There are mixed reviews about selfishness. Some of us extol its virtues. Some of us condemn it as a cardinal sin. Some of us feel a little conflicted about it.

To be selfish may be construed as putting yourself first in some way. From a physical logic, this makes complete sense. As your eyes, ears, brain perceives your world, you filter it in your own unique way. This compels you to act in your own individuality and to protect what you’ve learnt is important. Your ego and spirit dwell from this solitary viewpoint, no-one can totally share it with you. In this respect then, how can you do other than nurture your own beliefs, perceptions and progress? It’s almost impossible to find the equation that allows you to be other than selfish on a most fundamental level.

To others, we are a pack animal. Whilst we may have individual interpretations, we are designed to live in company. Any long term isolation is viewed with dread. Therefore part of our programming is to consider yourself as a part of a greater sum, a cog in a greater machine. When someone questions what the individual can do to shift a trend, their answer is always what is a trend but an outcome of an accumulation of individual actions in the same direction. We feed into trends, phenomena, and fads without really ever considering it. To be selfish from this standpoint then, is to be self-ish, to only be part of your make-up, to be incomplete and missing pieces of the bigger jigsaw.

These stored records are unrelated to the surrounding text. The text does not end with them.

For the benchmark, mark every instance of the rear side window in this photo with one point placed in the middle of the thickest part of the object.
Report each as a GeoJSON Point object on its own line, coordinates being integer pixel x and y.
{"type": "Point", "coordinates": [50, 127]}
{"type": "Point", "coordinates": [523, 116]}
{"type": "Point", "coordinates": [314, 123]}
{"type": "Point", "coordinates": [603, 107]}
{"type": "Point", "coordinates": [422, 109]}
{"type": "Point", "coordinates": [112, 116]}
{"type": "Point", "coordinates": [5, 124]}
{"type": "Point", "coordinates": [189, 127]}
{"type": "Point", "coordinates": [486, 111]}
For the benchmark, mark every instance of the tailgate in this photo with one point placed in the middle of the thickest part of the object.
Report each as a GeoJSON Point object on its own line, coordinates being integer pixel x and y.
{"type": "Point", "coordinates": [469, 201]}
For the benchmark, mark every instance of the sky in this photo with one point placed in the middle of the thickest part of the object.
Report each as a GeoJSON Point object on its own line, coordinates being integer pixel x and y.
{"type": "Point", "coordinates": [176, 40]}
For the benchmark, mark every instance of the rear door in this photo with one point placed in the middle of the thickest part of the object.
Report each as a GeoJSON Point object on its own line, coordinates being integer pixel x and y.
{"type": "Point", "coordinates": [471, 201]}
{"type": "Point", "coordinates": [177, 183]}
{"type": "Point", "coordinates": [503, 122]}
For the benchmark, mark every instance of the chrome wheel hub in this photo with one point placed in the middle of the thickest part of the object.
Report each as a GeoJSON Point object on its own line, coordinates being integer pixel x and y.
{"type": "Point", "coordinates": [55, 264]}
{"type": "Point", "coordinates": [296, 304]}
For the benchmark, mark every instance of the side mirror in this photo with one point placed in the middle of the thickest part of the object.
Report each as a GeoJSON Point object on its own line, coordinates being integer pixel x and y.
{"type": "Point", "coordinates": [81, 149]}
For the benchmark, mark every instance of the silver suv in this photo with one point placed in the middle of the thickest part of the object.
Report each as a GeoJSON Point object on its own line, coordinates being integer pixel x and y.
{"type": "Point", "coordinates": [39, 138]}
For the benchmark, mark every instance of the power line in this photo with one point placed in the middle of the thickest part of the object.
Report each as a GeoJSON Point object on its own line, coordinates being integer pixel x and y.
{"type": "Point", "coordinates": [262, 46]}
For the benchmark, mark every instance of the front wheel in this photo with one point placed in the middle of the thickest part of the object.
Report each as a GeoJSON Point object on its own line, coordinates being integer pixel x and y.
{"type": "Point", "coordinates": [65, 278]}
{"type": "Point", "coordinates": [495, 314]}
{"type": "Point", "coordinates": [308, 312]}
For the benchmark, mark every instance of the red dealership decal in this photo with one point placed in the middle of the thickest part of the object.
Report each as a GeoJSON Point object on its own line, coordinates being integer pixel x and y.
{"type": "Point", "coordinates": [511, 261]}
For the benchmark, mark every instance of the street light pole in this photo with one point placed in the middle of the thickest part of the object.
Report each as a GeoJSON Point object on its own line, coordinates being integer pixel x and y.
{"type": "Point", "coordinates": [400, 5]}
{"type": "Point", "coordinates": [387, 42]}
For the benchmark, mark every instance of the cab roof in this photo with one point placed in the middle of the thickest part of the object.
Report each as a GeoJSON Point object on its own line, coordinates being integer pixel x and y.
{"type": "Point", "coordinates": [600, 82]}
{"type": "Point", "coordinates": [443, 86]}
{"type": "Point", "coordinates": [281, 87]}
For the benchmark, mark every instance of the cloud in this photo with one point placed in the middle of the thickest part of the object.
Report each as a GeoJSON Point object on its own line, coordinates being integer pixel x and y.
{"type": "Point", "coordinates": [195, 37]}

To me, it’s another bit of intuitive maths you have to be willing to do. This world is all about balance, from the body, to the mind to the spirit. From the community to the culture to the faith. We contribute to the greater whole but, in doing so, we have a responsibility to tend to ourselves. We are inherently driven to be the best we can be. We can get lost if we don’t feel like we have the tools to better ourselves but the drive is there. We are also driven by pleasing others, motivated by seeing others happy and healthy. To be the best we can be is to bring out the best in us AND in others. To give more emphasis to either side of the equation is to be self-ish. It’s missing the other half. If you meditate your life away in a closed room, you miss the beautiful vibrancy of the community and culture around you and all it teaches. If you bow your every atom into the service of others to the expense of self-love, you never know the depth of the gift you could be offering.

i think it’s the finest balance. There’s an ebb and flow in life that can seem to throw you off course. But the course is worth sticking to. To know what you can contribute is to know who you are in the first place. I wish that the result wasn’t called selfless but selfmore.